Sur le compte Twitter « Accident du travail : silence des ouvriers meurent », Matthieu Lépine, professeur d’histoire-géographie en collège, s’attèle à un recensement des accidents du travail. Réalisé essentiellement à partir de la presse locale, il s’accompagne souvent d’interpellations de la ministre du Travail : Muriel Pénicaud de mai 2017 à juillet 2020, et Élisabeth Borne depuis. (...)

Parallèlement, Matthieu Lépine publie sur le blog « Une histoire populaire » des portraits de victimes, des bilans statistiques et ponctuellement, des analyses complémentaires. Enquête, recoupement, spécialisation, mise en perspective : des méthodes qui ne sont pas sans rappeler celles du (bon) journalisme, que revendique d’ailleurs en partie l’auteur contre les défaillances des médias traditionnels. C’est qu’à l’origine de ce travail résonne un cri de colère : « Face à l’indifférence des médias, soyons notre propre média ». Nous avons voulu en savoir plus. (...)

le traitement journalistique n’est absolument pas satisfaisant. D’abord, parce que la plupart du temps, les articles sur lesquels je m’appuie sont des brèves, dans lesquelles on a très peu d’informations sur les circonstances de l’accident, et tout aussi peu sur la victime… Il n’y a jamais de suivi sur le fond. (...)

le terme « accident du travail » n’est quasiment jamais employé dans ces articles, comme si le mot était tabou. Or, il existe bien une définition, qu’il suffirait d’utiliser : à partir du moment où un accident survient par le fait ou à l’occasion du travail, c’est un accident du travail. Mais comme le mot n’est jamais employé, il y a une espèce de flou qui s’installe. Et quand je contacte des journalistes pour avoir des éclaircissements, savoir si le travailleur bûcheronnait dans un cadre privé ou professionnel, ils ne sont pas capables de me répondre. On me dit « je me renseigne », mais le renseignement n’arrive pas.
Donc c’est vrai que des articles existent, et rien que pour ça, ils sont importants, mais ils ne permettent pas du tout de rendre compte de la réalité de ce problème. En définitive, les grands médias considèrent qu’un accident du travail, c’est un fait divers.
(...)

Il faudrait pourtant pouvoir le considérer comme un fait social, dans la mesure où ça arrive tous les jours, partout en France, dans tous les corps de métier : selon les chiffres « officiels » dont on dispose, on parle de plus de 650 000 victimes par an, ça mériterait quand même qu’on s’y intéresse un peu plus que ça. (...)

ça va faire l’objet d’une brève, mais on ne saura jamais si la personne va mieux, si elle est décédée, etc.
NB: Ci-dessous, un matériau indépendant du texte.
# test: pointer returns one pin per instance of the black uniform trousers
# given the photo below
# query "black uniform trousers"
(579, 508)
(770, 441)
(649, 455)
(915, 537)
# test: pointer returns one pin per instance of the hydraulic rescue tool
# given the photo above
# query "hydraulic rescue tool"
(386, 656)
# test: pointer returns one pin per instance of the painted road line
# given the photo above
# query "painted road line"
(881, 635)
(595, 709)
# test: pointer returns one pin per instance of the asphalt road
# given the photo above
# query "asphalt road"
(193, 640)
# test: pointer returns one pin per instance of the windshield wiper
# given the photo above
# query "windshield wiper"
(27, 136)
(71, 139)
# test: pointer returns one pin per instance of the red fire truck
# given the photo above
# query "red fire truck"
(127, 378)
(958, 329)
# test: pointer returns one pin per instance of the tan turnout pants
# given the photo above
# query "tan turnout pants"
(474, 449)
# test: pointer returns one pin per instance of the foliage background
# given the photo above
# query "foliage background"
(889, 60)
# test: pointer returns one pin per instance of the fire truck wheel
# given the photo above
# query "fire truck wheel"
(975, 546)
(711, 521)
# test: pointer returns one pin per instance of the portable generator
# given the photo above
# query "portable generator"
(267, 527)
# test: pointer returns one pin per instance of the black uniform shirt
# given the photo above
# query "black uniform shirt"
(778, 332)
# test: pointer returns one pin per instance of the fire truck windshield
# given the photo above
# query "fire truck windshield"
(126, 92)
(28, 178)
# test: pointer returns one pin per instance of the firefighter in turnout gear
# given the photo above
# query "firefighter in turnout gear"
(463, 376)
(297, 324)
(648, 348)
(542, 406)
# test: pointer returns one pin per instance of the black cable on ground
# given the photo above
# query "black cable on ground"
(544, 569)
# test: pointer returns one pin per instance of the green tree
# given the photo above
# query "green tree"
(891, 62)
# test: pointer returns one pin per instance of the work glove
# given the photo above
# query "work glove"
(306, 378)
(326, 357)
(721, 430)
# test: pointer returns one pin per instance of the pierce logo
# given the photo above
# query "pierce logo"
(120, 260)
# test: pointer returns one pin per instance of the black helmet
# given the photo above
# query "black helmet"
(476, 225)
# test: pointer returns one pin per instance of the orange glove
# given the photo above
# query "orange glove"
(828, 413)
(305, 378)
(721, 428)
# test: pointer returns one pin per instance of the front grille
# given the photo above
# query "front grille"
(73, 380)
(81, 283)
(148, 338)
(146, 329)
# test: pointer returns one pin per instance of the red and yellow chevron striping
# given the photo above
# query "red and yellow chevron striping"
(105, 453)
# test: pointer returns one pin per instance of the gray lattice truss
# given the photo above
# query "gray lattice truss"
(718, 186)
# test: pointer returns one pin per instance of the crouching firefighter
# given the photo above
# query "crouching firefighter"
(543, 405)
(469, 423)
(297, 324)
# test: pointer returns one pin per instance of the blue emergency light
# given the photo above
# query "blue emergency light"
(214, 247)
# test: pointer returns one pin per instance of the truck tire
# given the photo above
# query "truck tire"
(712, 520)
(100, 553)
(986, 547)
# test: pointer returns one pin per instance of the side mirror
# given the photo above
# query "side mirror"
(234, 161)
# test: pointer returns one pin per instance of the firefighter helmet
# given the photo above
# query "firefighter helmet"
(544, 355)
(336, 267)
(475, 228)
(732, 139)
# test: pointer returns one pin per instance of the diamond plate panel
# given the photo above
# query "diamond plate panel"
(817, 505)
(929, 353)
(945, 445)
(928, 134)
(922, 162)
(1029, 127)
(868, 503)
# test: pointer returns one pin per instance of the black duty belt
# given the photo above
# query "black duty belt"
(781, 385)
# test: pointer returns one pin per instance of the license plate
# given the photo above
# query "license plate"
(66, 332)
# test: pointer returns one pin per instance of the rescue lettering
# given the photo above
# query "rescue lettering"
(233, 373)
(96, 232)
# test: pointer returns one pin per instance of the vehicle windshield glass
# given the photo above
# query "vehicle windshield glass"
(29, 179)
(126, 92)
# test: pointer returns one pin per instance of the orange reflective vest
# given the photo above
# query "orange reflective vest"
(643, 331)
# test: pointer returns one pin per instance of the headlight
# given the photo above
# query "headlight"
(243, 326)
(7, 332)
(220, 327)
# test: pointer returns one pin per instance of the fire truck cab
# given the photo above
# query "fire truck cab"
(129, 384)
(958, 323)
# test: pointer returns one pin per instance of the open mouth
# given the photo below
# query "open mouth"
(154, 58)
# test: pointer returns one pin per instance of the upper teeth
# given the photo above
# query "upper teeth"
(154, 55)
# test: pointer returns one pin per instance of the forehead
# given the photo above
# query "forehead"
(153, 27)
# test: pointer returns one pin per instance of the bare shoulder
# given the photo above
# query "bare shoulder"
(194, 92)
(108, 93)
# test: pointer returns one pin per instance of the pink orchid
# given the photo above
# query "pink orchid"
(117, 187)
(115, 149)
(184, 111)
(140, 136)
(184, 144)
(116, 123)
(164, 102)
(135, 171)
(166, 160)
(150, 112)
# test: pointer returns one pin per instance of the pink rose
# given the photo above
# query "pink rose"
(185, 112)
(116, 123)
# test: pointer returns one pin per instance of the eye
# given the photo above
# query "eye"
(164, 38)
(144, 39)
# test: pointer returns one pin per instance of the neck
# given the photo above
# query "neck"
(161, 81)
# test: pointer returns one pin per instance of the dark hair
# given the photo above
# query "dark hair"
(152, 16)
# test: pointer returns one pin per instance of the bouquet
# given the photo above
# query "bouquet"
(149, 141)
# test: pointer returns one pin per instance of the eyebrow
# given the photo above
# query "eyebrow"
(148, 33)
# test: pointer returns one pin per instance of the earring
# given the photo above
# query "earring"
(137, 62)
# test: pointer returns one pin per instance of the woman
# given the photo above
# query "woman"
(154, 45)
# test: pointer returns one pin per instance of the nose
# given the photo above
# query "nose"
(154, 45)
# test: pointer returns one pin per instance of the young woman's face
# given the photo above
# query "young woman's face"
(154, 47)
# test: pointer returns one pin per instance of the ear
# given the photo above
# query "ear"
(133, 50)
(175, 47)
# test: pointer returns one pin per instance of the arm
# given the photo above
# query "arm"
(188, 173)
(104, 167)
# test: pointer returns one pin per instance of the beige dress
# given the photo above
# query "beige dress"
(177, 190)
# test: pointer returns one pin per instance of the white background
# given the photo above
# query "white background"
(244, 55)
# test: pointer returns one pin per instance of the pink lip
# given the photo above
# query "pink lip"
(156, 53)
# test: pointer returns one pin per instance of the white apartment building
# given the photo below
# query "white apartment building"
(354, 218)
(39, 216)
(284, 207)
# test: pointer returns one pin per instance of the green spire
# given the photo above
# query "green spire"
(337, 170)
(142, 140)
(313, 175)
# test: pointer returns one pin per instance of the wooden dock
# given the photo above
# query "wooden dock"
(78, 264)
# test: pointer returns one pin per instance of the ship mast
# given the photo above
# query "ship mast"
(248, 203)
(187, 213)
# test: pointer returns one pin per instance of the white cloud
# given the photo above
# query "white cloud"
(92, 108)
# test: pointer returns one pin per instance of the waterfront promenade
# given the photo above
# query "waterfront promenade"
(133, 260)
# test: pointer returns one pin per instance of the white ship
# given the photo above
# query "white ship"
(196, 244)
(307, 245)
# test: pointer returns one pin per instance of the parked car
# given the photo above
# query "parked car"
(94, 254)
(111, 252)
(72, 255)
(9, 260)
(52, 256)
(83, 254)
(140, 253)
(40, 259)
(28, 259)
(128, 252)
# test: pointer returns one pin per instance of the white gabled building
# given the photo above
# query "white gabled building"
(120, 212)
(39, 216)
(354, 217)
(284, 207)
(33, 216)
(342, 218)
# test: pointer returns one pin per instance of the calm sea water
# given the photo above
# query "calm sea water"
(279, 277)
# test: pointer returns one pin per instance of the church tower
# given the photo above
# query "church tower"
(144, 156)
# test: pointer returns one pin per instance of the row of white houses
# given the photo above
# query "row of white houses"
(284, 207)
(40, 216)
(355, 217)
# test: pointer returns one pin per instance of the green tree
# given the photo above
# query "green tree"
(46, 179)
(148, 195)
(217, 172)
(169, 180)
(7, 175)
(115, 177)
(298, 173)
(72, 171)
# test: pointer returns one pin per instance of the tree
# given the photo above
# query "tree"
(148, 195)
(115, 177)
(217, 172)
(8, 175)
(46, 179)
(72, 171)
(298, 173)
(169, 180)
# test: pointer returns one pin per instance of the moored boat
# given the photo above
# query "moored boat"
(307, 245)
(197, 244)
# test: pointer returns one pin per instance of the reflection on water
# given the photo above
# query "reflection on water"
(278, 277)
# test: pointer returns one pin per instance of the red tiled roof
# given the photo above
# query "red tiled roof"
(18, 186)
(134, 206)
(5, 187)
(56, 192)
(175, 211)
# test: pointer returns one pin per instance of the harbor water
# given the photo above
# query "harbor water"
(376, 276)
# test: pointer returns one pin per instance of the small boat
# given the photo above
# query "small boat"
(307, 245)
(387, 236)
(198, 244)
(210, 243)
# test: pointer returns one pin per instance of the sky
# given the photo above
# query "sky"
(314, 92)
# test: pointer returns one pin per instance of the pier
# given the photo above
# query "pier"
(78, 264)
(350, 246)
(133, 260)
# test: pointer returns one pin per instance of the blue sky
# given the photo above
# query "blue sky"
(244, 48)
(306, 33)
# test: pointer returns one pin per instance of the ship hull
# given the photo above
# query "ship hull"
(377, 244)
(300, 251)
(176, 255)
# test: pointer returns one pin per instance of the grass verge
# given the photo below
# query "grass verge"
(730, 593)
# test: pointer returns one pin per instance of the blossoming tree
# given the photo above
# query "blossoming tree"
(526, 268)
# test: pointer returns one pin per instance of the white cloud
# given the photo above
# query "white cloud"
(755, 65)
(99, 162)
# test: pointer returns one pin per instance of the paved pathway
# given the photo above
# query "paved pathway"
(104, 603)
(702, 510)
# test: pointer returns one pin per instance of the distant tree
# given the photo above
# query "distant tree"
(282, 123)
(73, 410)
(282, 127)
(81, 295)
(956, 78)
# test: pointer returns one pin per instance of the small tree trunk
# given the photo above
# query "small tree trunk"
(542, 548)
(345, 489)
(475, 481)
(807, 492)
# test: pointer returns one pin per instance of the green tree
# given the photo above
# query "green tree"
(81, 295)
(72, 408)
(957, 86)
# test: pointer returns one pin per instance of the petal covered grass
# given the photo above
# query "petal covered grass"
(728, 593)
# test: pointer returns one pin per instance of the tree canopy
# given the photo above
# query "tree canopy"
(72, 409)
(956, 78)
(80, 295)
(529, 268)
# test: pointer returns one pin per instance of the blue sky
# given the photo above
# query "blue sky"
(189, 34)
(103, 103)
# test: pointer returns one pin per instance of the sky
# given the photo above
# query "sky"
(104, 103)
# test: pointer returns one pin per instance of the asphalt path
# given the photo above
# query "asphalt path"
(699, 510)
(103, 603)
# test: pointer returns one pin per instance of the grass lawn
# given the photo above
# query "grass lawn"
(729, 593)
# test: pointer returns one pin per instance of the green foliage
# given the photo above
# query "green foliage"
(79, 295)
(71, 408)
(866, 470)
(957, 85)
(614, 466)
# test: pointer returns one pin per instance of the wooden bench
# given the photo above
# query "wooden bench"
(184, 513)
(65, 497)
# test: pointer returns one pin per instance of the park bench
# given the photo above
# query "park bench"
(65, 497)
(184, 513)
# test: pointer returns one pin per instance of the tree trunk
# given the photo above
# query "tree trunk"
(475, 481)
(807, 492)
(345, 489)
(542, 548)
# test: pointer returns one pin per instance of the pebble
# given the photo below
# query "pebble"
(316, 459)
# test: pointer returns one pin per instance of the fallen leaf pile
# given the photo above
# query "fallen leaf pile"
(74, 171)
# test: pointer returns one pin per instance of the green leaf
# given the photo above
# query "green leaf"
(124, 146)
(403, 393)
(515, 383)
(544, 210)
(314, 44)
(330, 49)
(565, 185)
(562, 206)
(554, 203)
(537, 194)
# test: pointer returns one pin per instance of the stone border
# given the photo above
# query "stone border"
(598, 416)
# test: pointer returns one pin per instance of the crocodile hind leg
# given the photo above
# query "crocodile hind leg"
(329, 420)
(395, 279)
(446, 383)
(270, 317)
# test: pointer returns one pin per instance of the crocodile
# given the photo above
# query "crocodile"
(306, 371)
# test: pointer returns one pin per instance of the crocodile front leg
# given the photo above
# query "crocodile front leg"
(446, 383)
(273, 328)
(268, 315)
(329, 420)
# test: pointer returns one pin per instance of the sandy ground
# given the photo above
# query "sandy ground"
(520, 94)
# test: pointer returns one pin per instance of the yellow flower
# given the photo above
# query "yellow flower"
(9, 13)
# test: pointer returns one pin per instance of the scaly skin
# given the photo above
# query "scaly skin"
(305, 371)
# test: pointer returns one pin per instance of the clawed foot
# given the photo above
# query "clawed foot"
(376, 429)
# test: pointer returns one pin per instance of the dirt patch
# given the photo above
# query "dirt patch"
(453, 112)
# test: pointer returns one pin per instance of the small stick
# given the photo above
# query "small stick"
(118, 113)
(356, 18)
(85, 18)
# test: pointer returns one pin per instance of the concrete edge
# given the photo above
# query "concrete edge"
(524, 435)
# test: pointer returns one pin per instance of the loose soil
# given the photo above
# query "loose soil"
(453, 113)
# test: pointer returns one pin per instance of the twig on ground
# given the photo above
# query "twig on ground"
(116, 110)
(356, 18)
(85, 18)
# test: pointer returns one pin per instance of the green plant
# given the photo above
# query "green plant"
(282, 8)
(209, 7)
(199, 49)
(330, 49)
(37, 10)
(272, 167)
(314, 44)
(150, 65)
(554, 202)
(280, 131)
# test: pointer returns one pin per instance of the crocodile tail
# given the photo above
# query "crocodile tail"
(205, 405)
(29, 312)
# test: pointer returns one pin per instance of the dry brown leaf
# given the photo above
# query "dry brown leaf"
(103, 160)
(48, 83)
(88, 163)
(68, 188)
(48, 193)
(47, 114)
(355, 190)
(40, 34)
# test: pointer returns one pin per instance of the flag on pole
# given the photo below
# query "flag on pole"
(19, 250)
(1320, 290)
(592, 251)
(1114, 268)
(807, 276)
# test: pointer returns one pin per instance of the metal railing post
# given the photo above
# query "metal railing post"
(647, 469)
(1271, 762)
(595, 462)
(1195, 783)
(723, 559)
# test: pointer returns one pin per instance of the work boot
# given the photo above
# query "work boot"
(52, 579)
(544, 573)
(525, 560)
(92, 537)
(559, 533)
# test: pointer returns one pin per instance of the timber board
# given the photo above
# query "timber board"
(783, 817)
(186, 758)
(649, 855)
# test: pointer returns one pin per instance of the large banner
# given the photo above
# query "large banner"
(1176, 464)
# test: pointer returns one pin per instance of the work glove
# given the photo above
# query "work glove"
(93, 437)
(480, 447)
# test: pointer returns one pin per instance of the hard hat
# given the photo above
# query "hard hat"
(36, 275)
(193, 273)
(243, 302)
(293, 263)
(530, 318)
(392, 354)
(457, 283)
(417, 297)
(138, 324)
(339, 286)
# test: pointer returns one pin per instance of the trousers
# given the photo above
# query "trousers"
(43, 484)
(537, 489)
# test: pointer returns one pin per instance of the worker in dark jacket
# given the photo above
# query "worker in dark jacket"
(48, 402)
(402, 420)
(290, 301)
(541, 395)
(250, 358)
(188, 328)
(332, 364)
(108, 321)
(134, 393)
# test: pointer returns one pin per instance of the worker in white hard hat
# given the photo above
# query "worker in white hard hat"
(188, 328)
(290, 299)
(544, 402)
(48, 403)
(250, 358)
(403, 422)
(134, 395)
C’est le strict minimum : des articles de fond sur les accidents du travail, il y en a très rarement.Dans certains départements comme la Seine-Saint-Denis, où de grosses entreprises ont des chantiers un peu partout, je constate que les accidents du travail ne sont pas ou peu médiatisés. (...)

Est-ce qu’ils ne veulent pas donner l’information aux journalistes ou est-ce que ce sont les journalistes qui ne font pas leur travail ? J’aurais plutôt tendance à dire que ce sont les sources habituelles qui ne donnent pas l’information. (...)

C’est différent dans la presse spécialisée et dans les médias alternatifs indépendants : Bastamag, par exemple, s’y intéresse très souvent ; de son côté, Le Média a décidé de faire régulièrement un « focus » sur une victime d’accident du travail, etc. Dernièrement, L’Humanité a publié un dossier sur Amazon et le recours au travail intérimaire, qui pèse près de 60% dans les entrepôts. (...) on a parfois l’impression que si on ne fait pas le travail à leur place, les grands médias n’iront pas chercher eux-mêmes l’information. (...)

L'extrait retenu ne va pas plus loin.